Published online by Cambridge University Press: 05 June 2012
In recent years another figure of Indian poverty has intruded itself beside that of the familiar poor villager. This figure is one of the great and growing army of men, women and children labouring on roads, construction sites, quarries and brickworks, and living in ‘dwellings’ made of bits of scrap. These people are most numerous either within or close to the growing cities and towns of India, and they have been present from the beginnings of modern urban life during the colonial period. But the scale of the phenomenon is growing fast, and it represents a kind of distorted reflection of the urbanisation and overall economic growth which India is now undergoing. Urbanisation holds out prospects of a better life for tens of millions of people in the countryside, but for the labourers who build the towns and cities it tends to represent another version of a familiar poverty.

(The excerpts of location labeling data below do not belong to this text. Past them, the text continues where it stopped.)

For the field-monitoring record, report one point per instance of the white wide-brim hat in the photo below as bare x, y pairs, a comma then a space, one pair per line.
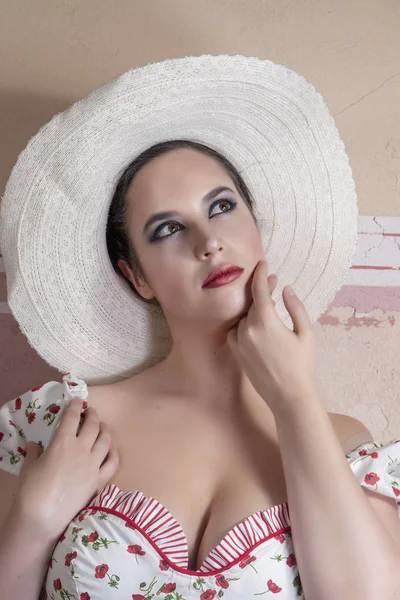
272, 124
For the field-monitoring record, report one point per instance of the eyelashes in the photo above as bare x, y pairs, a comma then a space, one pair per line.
156, 238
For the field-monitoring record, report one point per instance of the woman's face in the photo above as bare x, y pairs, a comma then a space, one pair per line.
177, 252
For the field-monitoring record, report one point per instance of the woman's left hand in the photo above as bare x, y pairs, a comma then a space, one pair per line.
279, 363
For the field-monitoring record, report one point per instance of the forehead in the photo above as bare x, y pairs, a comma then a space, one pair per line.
182, 175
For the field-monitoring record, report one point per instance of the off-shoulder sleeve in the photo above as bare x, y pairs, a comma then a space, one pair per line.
377, 468
33, 417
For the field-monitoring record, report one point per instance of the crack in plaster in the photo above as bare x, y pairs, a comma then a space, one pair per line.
367, 94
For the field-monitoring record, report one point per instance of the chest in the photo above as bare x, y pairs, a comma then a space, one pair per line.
209, 472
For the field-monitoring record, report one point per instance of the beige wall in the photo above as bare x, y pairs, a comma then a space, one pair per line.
55, 52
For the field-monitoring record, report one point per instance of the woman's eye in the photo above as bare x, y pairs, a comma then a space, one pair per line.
173, 224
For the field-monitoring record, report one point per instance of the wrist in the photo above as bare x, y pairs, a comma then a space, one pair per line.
20, 520
299, 405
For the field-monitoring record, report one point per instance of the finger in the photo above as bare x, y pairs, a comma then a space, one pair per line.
69, 421
90, 428
273, 282
110, 466
297, 311
232, 337
259, 285
102, 444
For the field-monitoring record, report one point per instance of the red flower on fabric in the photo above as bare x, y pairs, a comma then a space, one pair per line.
163, 565
275, 589
136, 549
101, 571
371, 478
168, 588
68, 557
208, 595
291, 560
246, 561
221, 581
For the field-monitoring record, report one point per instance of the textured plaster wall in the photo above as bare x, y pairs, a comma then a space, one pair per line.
55, 52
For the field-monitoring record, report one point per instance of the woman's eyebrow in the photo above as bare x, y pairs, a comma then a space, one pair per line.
170, 214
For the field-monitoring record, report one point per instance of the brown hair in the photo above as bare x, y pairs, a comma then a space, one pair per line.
119, 244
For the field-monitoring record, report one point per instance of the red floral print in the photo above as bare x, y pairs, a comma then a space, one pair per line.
163, 565
69, 557
136, 549
221, 581
208, 595
167, 588
93, 536
101, 571
38, 388
275, 589
371, 478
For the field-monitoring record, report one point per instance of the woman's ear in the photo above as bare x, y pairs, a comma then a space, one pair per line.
137, 279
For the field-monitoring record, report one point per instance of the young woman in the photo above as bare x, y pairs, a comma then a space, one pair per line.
177, 480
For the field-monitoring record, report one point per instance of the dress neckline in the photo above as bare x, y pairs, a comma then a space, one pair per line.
166, 534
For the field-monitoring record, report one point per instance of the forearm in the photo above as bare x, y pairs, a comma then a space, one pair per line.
24, 558
342, 549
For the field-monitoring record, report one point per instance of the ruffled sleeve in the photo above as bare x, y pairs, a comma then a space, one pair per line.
377, 468
33, 417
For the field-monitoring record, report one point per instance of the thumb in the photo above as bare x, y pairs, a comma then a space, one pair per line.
33, 451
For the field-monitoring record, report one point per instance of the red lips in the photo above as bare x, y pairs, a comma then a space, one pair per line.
222, 270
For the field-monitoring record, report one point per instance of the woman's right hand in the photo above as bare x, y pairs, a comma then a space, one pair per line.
56, 484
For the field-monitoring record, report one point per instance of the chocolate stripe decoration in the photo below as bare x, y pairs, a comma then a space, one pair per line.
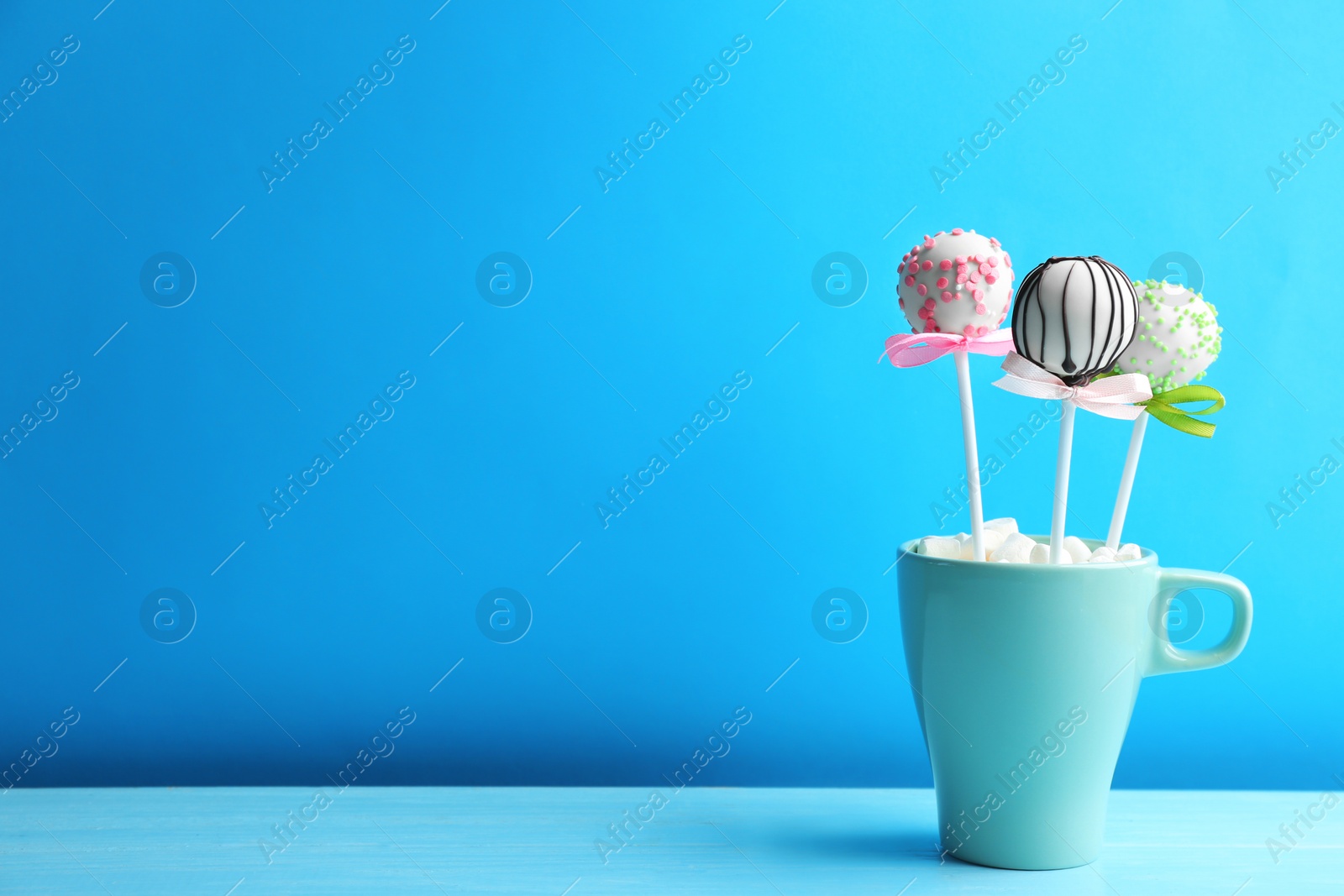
1068, 305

What could be called the new Indian proletariat, sometimes lumpen proletariat, is not always sharply distinguishable from other categories of poverty within the Indian population. But what we have in mind is people who have a history of migration from their home village, are locked into menial labour, and exist in forms of habitation that are grossly inferior to minimum human standards. This category is broad enough to encompass, for example, a considerable proportion of the great city of Bombay, some half of whose citizens are said to live either in the ‘slums’ or on the pavements. But it would be wrong to suggest that all those who perform hard labour outside their village can usefully be fitted into such a grouping.